Panitia inilah yang melahirkan naskah Piagam Jakarta, yaitu rancangan Pembukaan UUD 1945 dimana pada alinea ke empat terdapat sila-sila Pancasila dan sila Ketuhanan terdapat pada sila Pertama dengan tujuh kata di belakangnya yang berbunyi “Ketuhanan dengan kewajiban menjalankan syariat Islam bagi pemeluk-pemeluknya”. Dalam hal ini, Bung Karno-lah yang sebenarnya sebagai asbabul-wurud atau causa prima lahirnya naskah Piagam Jakarta tersebut, disamping peran Bung Karno sebagai Ketua PPKI yang memimpin tercapainya kesepakatan final rumusan Pancasila pada tanggal 18 Agustus 1945.
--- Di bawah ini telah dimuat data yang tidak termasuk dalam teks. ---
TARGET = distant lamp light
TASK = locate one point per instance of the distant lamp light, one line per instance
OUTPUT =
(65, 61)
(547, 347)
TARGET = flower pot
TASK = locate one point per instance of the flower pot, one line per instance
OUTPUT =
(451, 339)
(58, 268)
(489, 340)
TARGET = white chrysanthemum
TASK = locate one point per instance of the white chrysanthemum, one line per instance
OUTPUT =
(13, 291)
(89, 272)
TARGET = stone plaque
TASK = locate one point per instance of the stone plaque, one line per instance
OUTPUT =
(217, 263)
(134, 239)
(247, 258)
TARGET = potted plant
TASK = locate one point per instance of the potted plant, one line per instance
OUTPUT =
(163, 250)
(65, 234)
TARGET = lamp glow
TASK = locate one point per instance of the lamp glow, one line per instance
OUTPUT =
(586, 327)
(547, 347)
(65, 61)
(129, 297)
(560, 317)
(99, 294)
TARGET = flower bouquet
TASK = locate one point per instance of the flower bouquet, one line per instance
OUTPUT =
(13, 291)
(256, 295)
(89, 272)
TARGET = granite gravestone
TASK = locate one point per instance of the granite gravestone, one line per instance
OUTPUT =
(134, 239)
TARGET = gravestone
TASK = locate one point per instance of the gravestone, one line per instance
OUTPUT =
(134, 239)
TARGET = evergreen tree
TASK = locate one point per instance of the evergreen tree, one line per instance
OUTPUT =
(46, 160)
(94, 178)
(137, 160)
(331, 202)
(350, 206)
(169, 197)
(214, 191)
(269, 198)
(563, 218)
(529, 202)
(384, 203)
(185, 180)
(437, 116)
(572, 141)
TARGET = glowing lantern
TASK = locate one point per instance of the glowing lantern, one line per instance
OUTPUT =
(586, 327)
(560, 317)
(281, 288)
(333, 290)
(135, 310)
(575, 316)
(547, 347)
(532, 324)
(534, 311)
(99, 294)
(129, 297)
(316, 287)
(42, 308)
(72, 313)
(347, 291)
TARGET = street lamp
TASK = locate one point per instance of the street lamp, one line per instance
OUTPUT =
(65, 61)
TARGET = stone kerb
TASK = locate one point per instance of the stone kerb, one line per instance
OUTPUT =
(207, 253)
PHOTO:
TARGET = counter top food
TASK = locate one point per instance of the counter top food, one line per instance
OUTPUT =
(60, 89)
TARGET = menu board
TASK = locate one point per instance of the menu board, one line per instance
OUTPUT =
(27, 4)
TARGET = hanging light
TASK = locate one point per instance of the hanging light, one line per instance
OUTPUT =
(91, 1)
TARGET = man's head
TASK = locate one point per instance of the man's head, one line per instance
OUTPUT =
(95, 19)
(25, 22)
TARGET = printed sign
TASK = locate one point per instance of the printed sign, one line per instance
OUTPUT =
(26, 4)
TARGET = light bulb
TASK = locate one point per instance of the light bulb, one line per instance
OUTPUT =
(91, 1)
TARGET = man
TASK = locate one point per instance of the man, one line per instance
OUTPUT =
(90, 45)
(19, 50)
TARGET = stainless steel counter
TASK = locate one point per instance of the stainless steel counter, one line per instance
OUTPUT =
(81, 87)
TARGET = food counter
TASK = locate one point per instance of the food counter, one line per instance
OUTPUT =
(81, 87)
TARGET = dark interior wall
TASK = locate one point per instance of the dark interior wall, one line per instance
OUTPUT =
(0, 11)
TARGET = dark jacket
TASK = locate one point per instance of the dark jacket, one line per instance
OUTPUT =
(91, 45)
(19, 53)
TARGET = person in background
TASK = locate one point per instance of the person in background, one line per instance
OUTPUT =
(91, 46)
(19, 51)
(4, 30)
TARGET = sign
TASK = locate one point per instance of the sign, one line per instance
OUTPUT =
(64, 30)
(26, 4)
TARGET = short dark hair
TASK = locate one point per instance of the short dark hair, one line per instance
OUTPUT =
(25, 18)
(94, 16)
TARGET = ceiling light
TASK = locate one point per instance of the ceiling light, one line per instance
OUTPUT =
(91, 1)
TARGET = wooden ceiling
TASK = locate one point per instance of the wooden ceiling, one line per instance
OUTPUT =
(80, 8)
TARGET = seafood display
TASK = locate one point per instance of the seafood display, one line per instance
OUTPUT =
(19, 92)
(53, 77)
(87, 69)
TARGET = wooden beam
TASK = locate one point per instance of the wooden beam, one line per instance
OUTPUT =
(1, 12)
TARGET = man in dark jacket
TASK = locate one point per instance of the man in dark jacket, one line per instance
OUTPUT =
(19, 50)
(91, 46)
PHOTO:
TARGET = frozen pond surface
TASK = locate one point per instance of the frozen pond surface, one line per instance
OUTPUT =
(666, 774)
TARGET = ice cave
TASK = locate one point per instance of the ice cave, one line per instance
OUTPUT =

Dengan kata lain, jika kita benar-benar membaca isi pidato 1 Juni 1945 dengan jernih, obyektif dan tanpa sakwasangka buruk terlebih dahulu kepada Bung Karno, kita akan menemukan suatu pemikiran dan konsepsi yang sangat ideal bagi bangsa Indonesia dan menjadi kalimatunsawa atau titik temu yang menyatukan antara pandangan Islam dan Kebangsaan. Semoga dengan penjelasan ini “pengadilan opini publik” atas gagasan dan pemikiran Bung Karno dapat kita akhiri. Bangsa yang besar adalah bangsa yang menghargai jasa-jasa pahlawannya. “Mari kita warisi api perjuangan para pendahulu bangsa kita dan jangan warisi abu-nya”. Alfatihah untuk Bung Karno” ujar Basarah.